GRO Marshfield is an agency established to promote economic growth and improve the quality of life in Marshfield. “It is not just about the business. It’s about the community and the people who live here,” explains the President of GRO Marshfield, Duane Lavery. He and his team are about helping and finding ways to allow the community to flourish. “I’m often asked, ‘what is it I do?’ I tell them, ‘One of the main things I do is help new businesses come into town.’ But that is only one part of what I do. There are many other things involved in Economic Development,” Lavery says.

Lavery broke down what GRO Marshfield is about and its recent focus on workforce development. The number one issue companies face is the lack of a skilled workforce. He explained how this is not just the needs of current businesses but also future ones. Lavery illustrates, “Try building a house right now and find the trade workers. The carpenters, the masons, the plumbers who can lay down new piping. Call a local contractor, and they will tell you how hard it is to find somebody to come on-site and get something done.”

Trade schools are not a factor considering many are in the area, such as Ozarks Technical Community College, Midwest Tech Institute, or even Bryan University. In addition, they can teach or hone the skills in about two or four years, meaning less having to study and more time in the field. However, getting people interested or understanding what the job market needs in the first place might be the hurdle.

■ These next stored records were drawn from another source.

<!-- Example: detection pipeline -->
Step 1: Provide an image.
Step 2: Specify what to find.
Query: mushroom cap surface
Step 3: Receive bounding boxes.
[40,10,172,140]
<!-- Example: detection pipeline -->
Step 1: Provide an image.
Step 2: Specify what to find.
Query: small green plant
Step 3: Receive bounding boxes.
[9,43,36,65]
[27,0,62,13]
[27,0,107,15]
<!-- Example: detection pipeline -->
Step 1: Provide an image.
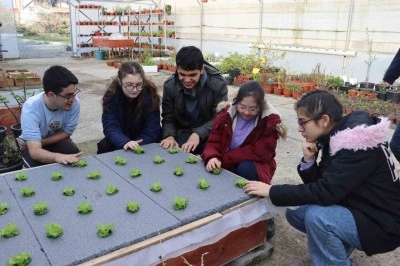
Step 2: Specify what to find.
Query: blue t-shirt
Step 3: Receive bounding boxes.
[21,92,80,141]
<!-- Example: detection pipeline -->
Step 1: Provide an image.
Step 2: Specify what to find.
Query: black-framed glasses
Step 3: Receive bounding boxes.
[297,118,314,130]
[56,88,80,102]
[121,83,143,91]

Lavery tells about a time he worked on a project and got an ice cream company to build a factory in a particular area. It provided over 1500 jobs, but when he went to the local high school to discuss the career opportunities, the students gave Lavery pushback. “'Mr. Duane, I don’t want to make ice cream.' I told them, You don’t make the ice cream; the machines make it. I need you to calibrate, program, maintain, and fix the machines, and that takes skill’ ”.

It might not sound appealing at first, but working for a factory or becoming a mason can be a fulfilling career. Not only are they essential for daily life, but they are also high-paying. These jobs can make an estimated $45,000 to $150,000 per year, starting with upward potential for more.

The need for skilled workers is not going away anytime soon. We all have a part to help with the success of workforce development. Lavery summarizes, "That's our job. Yours, mine, everyone's job is to help the business industry succeed. If the businesses don't succeed, people lose jobs, and if we lose jobs, we have bigger problems."